4 Respondents' claim that federal courts have "long recognized that
due process principles apply to the Medicare package of health benefits"
(Br. in Opp. 20) is unavailing. The only case from this Court that respondents
cite (Br. in Opp. 5, 20), Schweiker v. McClure, 456 U.S. 188, 198 (1982),
nowhere holds that mere applicants for Medicare benefits have a protected
property interest in those benefits before legal entitlement is established.
And the lower court decisions (Br. in Opp. 6, 9, 17, 20), Kraemer v. Heckler,
737 F.2d 214 (2d Cir. 1984); Gray Panthers v. Schweiker, 652 F.2d 146 (D.C.
Cir. 1980); and Martinez v. Richardson, 472 F.2d 1121 (10th Cir. 1973),
were decided without benefit of Sullivan.
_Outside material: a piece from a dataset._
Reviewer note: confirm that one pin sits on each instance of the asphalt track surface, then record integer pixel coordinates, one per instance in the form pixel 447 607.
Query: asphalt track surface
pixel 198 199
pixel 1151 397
5 As explained in the petition (at 18-19), the Ninth Circuit also erred
by declining to give "substantial weight" to the Secretary's judgment
regarding what procedures are necessary to ensure fundamental fairness in
this context, in direct contravention of Mathews v. Eldridge, 424 U.S. 319,
349 (1976). And it likewise erred in approving a detailed injunction imposing
new procedures, rather than remanding to the Secretary so that she could
develop appropriate procedures through a fully participatory, public rulemaking.
See Pet. 19. Respondents do not attempt to defend the latter aspect of the
Ninth Circuit's decision. In attempting to defend the former, they argue
(Br. in Opp. 20-21) that the Ninth Circuit did not refuse to give the Secretary's
views "substantial weight," but instead declined to accord her
views "great deference." Whether or not that is a distinction
with a difference, respondents nowhere suggest that the Ninth Circuit accorded
the Secretary's judgments either "substantial weight," as Mathews
requires, or deference.
6 As explained in the petition (at 23-24 & n.13), the BBA also eliminates
the subject matter-risk contracts under 42 U.S.C. 1395mm(g)-on which the
district court purported to act, and renders inoperative the statutory language
in 42 U.S.C. 1395mm(c)(1), upon which both courts below relied. Respondents
dispute that, arguing that those provisions have not been repealed. Whether
or not those provisions have been repealed, they have been rendered inoperative
with respect to the HMO risk contracts at issue here. The Secretary's authority
to enter into such risk contracts under Section 1395mm(g) has been withdrawn;
no Section 1395mm(g) risk contracts remain in force; and Section 1395mm(c)(1)
has no effect here because it applies to contracts under Section 1395mm(g)
but not to contracts under Medicare+Choice. See Pet. 9-10 & n.2.
7 Agostini v. Felton, 521 U.S. 203 (1997) (see Br. in Opp. 26) did not involve,
and nowhere discusses, the appropriate disposition of appeals mooted by
legislation pending review; it merely discusses the standards for Rule 60(b)
motions. Standard Oil v. United States, 429 U.S. 17 (1976) (per curiam),
addresses only the propriety of a Rule 60(b) motion based on new evidence
discovered after the judgment was affirmed on appeal.